I am in the process of creating a data set that codes every judicial vote in every case challenging the legality of the ACA. I still have a ways to go, so these results are just preliminary (at best). Moreover, there are all sorts of contestable, discretionary coding decisions can can alter these results. (For example, there are lots of complications in determining what constitutes a discrete vote.) But with those caveats in mind, here are some figures to ponder:
* Overall, Republican Court of Appeals judges have cast 31 distinct votes in ACA cases. Eighteen of those votes (58%) have been against the party challenging the ACA. (This figure counts Judge Stanley Marcus as a Republican, although he was appointed to the Eleventh Circuit by President Clinton. He was appointed to the District Court by President Reagan. It also counts Judge Richard Tallman as a Republican, also appointed by President Clinton, but as part of a political compromise.)
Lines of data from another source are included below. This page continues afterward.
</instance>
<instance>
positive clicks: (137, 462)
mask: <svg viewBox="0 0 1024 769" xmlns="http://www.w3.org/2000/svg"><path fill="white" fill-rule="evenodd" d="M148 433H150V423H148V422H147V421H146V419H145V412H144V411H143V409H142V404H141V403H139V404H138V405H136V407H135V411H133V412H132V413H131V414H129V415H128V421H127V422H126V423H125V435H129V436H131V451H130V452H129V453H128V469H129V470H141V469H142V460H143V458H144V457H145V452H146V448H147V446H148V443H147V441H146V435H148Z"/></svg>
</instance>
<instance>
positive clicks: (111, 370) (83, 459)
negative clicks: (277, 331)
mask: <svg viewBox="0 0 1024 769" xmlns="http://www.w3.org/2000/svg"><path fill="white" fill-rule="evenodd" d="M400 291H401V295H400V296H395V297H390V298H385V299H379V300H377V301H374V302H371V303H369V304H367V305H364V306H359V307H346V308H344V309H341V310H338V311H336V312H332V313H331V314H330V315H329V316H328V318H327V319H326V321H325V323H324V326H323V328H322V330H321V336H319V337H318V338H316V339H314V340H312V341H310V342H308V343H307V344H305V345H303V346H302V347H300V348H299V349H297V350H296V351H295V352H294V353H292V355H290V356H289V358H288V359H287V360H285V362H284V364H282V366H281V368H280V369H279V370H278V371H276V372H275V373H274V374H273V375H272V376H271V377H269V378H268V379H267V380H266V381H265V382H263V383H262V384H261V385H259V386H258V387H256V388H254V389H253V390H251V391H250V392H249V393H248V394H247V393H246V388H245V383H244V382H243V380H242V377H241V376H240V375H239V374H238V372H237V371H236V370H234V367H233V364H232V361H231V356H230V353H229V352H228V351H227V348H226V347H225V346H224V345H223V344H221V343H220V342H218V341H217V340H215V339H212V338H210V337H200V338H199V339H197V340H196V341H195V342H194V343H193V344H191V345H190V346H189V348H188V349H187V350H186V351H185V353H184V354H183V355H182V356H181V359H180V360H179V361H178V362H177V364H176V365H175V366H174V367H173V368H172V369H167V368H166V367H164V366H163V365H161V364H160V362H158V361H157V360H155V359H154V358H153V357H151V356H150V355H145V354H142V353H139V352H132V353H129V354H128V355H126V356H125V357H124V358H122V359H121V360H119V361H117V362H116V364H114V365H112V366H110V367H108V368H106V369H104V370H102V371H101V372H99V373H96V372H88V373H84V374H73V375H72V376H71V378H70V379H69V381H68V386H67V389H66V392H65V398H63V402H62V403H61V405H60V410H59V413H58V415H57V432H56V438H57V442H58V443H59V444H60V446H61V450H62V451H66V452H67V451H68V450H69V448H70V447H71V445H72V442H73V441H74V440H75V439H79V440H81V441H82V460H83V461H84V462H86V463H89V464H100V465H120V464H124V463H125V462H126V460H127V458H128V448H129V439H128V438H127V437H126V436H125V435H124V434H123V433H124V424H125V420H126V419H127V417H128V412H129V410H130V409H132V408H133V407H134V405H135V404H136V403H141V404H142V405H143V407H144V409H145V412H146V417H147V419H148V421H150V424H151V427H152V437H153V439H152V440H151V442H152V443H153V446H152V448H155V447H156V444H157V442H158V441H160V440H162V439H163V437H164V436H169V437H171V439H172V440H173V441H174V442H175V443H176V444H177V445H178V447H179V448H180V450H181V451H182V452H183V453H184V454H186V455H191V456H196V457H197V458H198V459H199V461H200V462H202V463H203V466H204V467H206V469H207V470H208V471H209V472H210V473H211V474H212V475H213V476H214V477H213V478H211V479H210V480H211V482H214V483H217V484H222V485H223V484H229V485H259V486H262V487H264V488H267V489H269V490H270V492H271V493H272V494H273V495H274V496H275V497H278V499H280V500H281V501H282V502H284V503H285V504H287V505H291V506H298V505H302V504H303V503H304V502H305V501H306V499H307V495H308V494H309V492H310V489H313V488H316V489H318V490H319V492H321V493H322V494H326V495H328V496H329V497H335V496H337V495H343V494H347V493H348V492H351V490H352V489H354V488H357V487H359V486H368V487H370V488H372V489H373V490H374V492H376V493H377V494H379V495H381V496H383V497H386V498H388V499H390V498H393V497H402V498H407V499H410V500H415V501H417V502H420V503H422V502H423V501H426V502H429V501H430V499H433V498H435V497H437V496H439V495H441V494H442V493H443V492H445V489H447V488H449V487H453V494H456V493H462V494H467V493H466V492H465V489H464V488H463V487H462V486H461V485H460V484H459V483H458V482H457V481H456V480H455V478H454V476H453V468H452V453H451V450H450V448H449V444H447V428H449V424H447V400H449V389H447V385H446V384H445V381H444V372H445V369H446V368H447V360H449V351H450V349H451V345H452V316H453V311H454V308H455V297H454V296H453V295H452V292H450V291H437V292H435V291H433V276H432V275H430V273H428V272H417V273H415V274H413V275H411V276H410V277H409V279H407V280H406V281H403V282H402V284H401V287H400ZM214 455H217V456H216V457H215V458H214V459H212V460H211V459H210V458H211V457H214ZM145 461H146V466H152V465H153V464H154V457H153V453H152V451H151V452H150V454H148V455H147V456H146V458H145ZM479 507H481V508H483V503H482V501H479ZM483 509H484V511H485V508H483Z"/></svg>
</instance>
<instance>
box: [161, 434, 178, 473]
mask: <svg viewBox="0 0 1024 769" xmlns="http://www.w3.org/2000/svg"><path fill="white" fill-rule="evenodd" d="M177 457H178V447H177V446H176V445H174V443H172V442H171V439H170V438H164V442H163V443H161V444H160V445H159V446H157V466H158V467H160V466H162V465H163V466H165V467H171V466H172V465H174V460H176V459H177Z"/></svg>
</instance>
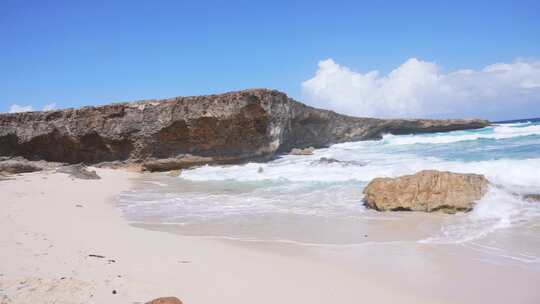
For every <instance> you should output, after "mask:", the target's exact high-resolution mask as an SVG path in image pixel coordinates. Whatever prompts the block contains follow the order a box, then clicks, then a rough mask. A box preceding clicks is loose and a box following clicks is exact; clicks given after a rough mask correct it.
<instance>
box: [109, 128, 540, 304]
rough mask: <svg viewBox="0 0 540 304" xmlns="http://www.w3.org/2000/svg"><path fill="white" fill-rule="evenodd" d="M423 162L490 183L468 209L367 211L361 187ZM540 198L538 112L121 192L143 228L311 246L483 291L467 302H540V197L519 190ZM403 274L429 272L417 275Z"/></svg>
mask: <svg viewBox="0 0 540 304" xmlns="http://www.w3.org/2000/svg"><path fill="white" fill-rule="evenodd" d="M423 169H436V170H445V171H452V172H460V173H477V174H483V175H485V176H486V177H487V178H488V179H489V180H490V182H491V186H490V189H489V191H488V193H487V194H486V195H485V196H484V197H483V198H482V199H481V200H480V201H478V202H477V204H476V206H475V208H474V210H473V211H471V212H469V213H460V214H456V215H445V214H425V213H416V212H377V211H374V210H370V209H367V208H366V207H364V205H363V203H362V196H363V195H362V190H363V188H364V187H365V186H366V185H367V184H368V183H369V181H370V180H372V179H373V178H376V177H396V176H401V175H406V174H413V173H416V172H418V171H420V170H423ZM534 193H540V119H530V120H523V121H513V122H500V123H494V124H492V125H491V126H489V127H486V128H483V129H478V130H468V131H454V132H448V133H431V134H417V135H399V136H398V135H391V134H387V135H384V136H383V138H382V139H381V140H374V141H361V142H348V143H342V144H336V145H332V146H330V147H328V148H324V149H317V150H315V151H314V154H313V155H308V156H296V155H283V156H280V157H278V158H277V159H275V160H272V161H270V162H267V163H248V164H243V165H227V166H203V167H199V168H195V169H191V170H183V171H182V172H181V175H180V176H179V177H169V176H167V175H166V173H159V174H147V175H145V177H144V178H142V179H141V180H139V181H138V186H137V187H135V188H134V189H133V190H131V191H128V192H125V193H123V194H122V195H121V196H120V198H119V203H118V206H119V208H120V209H121V210H122V212H123V214H124V216H125V217H126V218H127V219H128V220H129V221H130V222H131V223H132V224H133V225H136V226H139V227H143V228H147V229H157V230H164V231H169V232H173V233H179V234H183V235H187V236H197V237H207V238H216V239H221V240H228V241H232V242H235V243H236V244H239V245H241V246H259V247H260V246H263V247H264V248H266V249H268V248H271V249H272V250H273V249H276V248H278V249H276V250H278V251H279V250H283V248H288V249H287V250H286V252H289V253H291V252H293V253H294V252H295V250H307V251H309V252H310V254H311V256H314V257H317V258H321V257H322V258H323V259H326V260H331V261H332V262H331V263H338V264H342V265H344V267H345V268H355V267H356V268H357V269H358V271H372V272H373V273H374V274H376V276H380V277H382V278H383V279H384V280H388V281H392V280H396V284H406V285H407V284H408V285H409V287H410V288H413V289H414V288H417V289H418V290H425V289H426V287H428V288H429V289H430V290H431V291H430V292H432V293H433V295H434V296H436V297H437V296H442V295H445V294H455V293H459V292H461V291H462V290H463V288H464V287H463V285H456V287H455V288H454V287H448V286H447V287H442V285H441V284H440V283H441V282H451V281H455V280H460V281H463V282H468V283H467V284H468V285H469V286H472V287H474V290H471V291H470V292H468V293H467V296H463V298H457V299H458V300H459V301H457V302H463V303H468V302H470V303H474V302H475V301H485V300H486V299H488V300H489V301H490V303H498V302H501V303H505V302H504V301H506V300H508V299H513V300H518V301H517V302H515V303H519V302H523V303H527V302H529V301H530V300H531V299H538V296H537V291H536V289H537V288H536V287H537V286H540V202H531V201H526V200H523V199H522V198H521V195H523V194H534ZM246 244H251V245H246ZM253 244H258V245H253ZM279 248H281V249H279ZM291 248H292V249H291ZM295 248H302V249H295ZM281 252H282V251H281ZM374 257H375V258H374ZM366 260H370V262H369V263H367V264H366V262H365V261H366ZM338 261H339V262H338ZM460 269H462V270H463V271H460ZM466 269H469V270H467V271H465V270H466ZM404 273H408V275H412V274H415V273H422V275H421V276H420V277H418V278H417V279H416V280H415V279H411V278H410V277H409V276H407V277H404ZM500 274H506V276H505V277H499V275H500ZM426 276H427V277H426ZM493 276H497V277H498V279H496V280H492V279H491V278H492V277H493ZM441 277H442V278H444V279H441ZM441 280H442V281H441ZM490 280H491V281H490ZM404 281H406V283H404ZM427 281H429V282H430V283H426V282H427ZM489 282H491V283H489ZM504 284H506V286H507V287H503V288H499V289H498V290H497V291H496V292H493V289H494V288H496V286H500V285H504ZM512 284H519V285H520V286H521V287H520V288H511V286H512ZM443 285H444V284H443ZM535 286H536V287H535ZM489 292H491V293H492V296H491V297H492V299H490V297H487V298H486V293H489ZM506 296H508V297H510V298H508V297H506ZM519 299H521V300H523V301H519ZM503 300H504V301H503ZM506 303H508V302H506Z"/></svg>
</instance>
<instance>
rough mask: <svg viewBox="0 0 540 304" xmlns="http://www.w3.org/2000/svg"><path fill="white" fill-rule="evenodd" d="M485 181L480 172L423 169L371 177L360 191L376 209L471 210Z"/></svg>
mask: <svg viewBox="0 0 540 304" xmlns="http://www.w3.org/2000/svg"><path fill="white" fill-rule="evenodd" d="M488 184H489V182H488V180H487V179H486V178H485V177H484V176H483V175H478V174H459V173H452V172H441V171H435V170H425V171H420V172H418V173H416V174H414V175H405V176H401V177H397V178H376V179H374V180H372V181H371V182H370V183H369V184H368V185H367V186H366V188H365V189H364V191H363V193H364V195H365V196H364V203H365V205H366V206H367V207H369V208H373V209H376V210H379V211H424V212H436V211H438V212H444V213H456V212H458V211H470V210H472V208H473V206H474V204H475V202H476V201H478V200H479V199H480V198H482V196H483V195H484V194H485V193H486V192H487V189H488Z"/></svg>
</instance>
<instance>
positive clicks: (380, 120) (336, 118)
mask: <svg viewBox="0 0 540 304" xmlns="http://www.w3.org/2000/svg"><path fill="white" fill-rule="evenodd" d="M488 124H489V122H488V121H486V120H479V119H471V120H403V119H375V118H358V117H351V116H346V115H340V114H337V113H335V112H332V111H327V110H320V109H315V108H312V107H309V106H306V105H304V104H302V103H300V102H297V101H294V100H293V99H291V98H289V97H287V95H285V94H284V93H281V92H279V91H275V90H267V89H252V90H244V91H239V92H230V93H225V94H218V95H207V96H194V97H175V98H169V99H163V100H143V101H138V102H133V103H119V104H110V105H104V106H97V107H84V108H80V109H65V110H56V111H47V112H25V113H13V114H0V156H23V157H25V158H28V159H32V160H38V159H39V160H47V161H56V162H66V163H82V162H83V163H87V164H95V163H101V162H109V161H124V162H127V163H139V164H141V165H142V166H143V167H144V168H146V169H148V170H170V169H176V168H183V167H189V166H192V165H198V164H212V163H239V162H244V161H248V160H264V159H268V158H271V157H273V156H274V155H275V154H276V153H280V152H286V151H289V150H290V149H292V148H302V147H307V146H313V147H324V146H328V145H330V144H333V143H339V142H346V141H358V140H367V139H377V138H380V137H381V136H382V135H383V134H385V133H392V134H410V133H425V132H443V131H453V130H466V129H474V128H482V127H485V126H487V125H488Z"/></svg>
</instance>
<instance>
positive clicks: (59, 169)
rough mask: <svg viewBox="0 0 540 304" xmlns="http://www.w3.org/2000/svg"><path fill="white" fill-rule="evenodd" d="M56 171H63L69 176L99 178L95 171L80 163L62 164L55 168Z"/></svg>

* Overall, Democratic Court of Appeals judges have cast 21 distinct votes in ACA cases. Fourteen of those votes (67%) have been against the party challenging the ACA.
* Every single federal judge to have confronted the question--eight Republicans and two Democrats--has agreed on the taxing power question (i.e., that the minimum coverage provision cannot be justified on this ground).
* Even as to whether the minimum coverage provision exceeds Congress's authority to regulate interstate commerce, a judge's partisan affiliation has not been predictive. Among Republicans, two circuit judges (Dubina and Graham, a district judge sitting by designation) have voted to invalidate it, while three (Silberman, Sutton, and Marcus) have voted to uphold it. Among Democrats, one (Hull) has voted to invalidate it and three (Martin, Edwards, and Davis) have voted to uphold it. Even if we instead count Marcus as a Democrat, partisan affiliation does not seem to hold too much explanatory power.
This is not to say that a judge's partisan affiliation is somehow irrelevant. Rather, the point is that this litigation has involved scores of questions, and as to most of them, the law has been sufficiently clear that judges of all ideological stripes have agreed on the outcome. To the extent there appears to be a partisan split, it is with respect to the most contested, ideologically controversial question, and one on which most now agree the law is hardly clear.
And this is roughly what most students of judicial behavior would predict. In the vast bulk of legal controversies to reach the federal court, there is no predictable difference between the behavior of Republican-appointed and Democratic-appointed judges. But on highly salient, ideologically charged issues, matters are a bit different--but perhaps not as different as many suppose. The biggest difference is at the Supreme Court, where the issues are often highly charged, and the issues are pre-selected based on their lack of any clear legal answer.